Embora fatores como eventos climáticos adversos, aumento dos custos de produção e volatilidade das commodities estejam entre as principais causas da deterioração financeira dos produtores, a especialista ressalta que muitos prejuízos poderiam ser reduzidos com contratos mais bem estruturados. Segundo ela, documentos elaborados de forma inadequada dificultam a cobrança judicial e ampliam as perdas dos proprietários.

“O que realmente transforma um simples atraso em prejuízo irreversível é a ausência de multa prevista em contrato, a redação confusa e a falta de documentação capaz de comprovar o inadimplemento. É exatamente isso que separa um proprietário que consegue reaver o que é seu de outro que perde a disputa mesmo estando com a razão”, explica.

Os dados da Serasa também revelam diferenças significativas entre as regiões do país. No Norte, a inadimplência rural alcança 12,5%, mais que o dobro dos 5,7% registrados na Região Sul. A diferença é atribuída, entre outros fatores, à maior presença de cooperativas e ao uso mais disseminado de mecanismos de seguro agrícola no Sul, que ajudam a reduzir os impactos financeiros das oscilações da atividade.

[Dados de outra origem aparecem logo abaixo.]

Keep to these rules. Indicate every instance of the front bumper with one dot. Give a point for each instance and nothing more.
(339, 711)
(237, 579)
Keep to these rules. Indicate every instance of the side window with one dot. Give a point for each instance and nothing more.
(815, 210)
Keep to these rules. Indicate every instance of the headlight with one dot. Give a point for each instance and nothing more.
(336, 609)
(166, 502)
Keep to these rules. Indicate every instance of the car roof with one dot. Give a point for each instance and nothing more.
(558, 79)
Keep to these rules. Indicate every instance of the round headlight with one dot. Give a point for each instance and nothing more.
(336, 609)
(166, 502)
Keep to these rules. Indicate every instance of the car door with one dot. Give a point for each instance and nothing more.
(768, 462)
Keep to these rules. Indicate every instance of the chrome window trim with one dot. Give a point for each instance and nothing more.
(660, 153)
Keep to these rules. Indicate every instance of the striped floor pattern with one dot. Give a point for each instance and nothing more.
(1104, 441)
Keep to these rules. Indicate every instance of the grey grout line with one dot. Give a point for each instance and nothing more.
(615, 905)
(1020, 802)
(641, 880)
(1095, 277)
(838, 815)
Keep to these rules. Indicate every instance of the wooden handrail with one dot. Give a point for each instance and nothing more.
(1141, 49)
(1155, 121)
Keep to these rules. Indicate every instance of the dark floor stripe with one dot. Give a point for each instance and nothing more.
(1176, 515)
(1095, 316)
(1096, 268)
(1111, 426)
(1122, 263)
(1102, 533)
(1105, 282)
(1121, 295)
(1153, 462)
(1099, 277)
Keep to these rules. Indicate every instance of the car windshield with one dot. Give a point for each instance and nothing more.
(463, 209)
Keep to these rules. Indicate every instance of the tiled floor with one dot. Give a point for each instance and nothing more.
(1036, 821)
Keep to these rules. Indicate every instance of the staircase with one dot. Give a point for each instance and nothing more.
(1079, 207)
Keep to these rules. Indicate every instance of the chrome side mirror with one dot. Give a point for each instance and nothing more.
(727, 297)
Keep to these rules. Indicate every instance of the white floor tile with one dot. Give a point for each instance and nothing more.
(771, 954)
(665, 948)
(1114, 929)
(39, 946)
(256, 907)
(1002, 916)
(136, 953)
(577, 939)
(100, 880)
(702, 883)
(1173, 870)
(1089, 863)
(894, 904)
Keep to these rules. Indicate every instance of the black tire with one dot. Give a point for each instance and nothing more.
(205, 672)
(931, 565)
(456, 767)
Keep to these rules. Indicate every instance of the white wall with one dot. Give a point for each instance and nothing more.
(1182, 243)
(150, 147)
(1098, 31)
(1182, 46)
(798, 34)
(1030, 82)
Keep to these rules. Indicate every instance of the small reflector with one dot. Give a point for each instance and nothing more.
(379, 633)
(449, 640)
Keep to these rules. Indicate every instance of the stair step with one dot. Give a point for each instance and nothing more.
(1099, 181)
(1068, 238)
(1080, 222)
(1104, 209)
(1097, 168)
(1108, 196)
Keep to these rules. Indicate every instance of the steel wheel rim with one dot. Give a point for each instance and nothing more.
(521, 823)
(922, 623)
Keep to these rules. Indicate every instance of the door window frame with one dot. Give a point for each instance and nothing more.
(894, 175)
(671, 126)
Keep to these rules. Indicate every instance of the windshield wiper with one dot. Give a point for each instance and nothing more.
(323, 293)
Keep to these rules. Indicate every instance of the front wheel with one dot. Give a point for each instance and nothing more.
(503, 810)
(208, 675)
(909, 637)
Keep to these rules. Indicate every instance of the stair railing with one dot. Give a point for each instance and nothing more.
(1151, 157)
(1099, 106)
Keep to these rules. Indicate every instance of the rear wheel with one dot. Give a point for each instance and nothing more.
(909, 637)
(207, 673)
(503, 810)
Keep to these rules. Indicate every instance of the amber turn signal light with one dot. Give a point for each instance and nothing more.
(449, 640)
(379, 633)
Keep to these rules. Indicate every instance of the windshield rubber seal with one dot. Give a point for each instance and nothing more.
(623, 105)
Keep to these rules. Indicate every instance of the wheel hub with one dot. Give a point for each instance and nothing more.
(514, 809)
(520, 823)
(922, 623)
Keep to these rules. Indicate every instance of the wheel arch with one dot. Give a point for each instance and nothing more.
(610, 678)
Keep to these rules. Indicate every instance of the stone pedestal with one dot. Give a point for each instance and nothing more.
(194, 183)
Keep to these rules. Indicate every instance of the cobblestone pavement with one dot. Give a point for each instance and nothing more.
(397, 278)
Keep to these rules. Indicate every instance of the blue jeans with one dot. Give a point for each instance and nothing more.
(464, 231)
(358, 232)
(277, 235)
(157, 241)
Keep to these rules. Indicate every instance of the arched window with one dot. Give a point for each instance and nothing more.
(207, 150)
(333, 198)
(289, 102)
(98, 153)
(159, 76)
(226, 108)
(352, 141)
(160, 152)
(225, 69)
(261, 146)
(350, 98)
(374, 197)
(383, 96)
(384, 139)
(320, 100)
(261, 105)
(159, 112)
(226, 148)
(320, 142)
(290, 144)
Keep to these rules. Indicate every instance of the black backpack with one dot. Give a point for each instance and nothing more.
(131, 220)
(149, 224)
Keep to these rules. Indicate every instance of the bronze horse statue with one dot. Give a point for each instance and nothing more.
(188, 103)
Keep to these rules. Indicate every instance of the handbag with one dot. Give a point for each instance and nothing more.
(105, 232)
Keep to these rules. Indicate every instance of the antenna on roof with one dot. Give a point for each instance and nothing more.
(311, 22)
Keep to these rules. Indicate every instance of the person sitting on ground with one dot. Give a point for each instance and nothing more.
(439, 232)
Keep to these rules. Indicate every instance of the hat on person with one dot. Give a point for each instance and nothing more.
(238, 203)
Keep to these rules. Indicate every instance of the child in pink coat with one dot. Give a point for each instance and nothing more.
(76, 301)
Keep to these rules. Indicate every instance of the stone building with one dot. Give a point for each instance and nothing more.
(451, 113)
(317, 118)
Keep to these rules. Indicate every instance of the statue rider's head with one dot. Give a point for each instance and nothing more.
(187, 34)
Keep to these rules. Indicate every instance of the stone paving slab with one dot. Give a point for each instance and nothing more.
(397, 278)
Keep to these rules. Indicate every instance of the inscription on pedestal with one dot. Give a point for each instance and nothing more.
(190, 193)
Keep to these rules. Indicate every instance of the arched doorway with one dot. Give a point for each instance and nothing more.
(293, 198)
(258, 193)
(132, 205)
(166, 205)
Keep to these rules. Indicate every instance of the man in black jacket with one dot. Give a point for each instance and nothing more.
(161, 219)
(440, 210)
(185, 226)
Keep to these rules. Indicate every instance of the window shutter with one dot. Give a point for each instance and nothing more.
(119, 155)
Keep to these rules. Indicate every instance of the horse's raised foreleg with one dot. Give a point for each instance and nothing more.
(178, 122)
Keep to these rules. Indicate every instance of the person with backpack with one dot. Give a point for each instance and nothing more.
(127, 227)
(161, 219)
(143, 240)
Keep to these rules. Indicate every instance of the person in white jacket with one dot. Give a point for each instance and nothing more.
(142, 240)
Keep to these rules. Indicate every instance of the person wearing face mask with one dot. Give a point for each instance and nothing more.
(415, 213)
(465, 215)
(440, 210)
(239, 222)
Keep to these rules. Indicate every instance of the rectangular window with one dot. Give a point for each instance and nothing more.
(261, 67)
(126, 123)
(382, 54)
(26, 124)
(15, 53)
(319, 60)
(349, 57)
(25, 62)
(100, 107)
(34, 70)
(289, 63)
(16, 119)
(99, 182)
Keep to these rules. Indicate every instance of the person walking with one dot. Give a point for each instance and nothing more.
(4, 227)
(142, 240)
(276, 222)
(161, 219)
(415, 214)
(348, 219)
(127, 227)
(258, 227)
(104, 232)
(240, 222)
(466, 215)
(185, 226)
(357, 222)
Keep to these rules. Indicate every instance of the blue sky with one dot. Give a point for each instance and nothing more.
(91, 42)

Na avaliação de Paulina, o avanço da inadimplência reforça a necessidade de os proprietários tratarem a gestão jurídica dos contratos com o mesmo nível de atenção dedicado aos aspectos produtivos e financeiros da atividade rural. “Esse é um assunto profundamente vinculado à economia atual, e a tendência é que continue crescendo. Quem ainda trata o contrato de arrendamento como uma formalidade está exposto a um risco que pode comprometer a renda de um ano inteiro de trabalho.”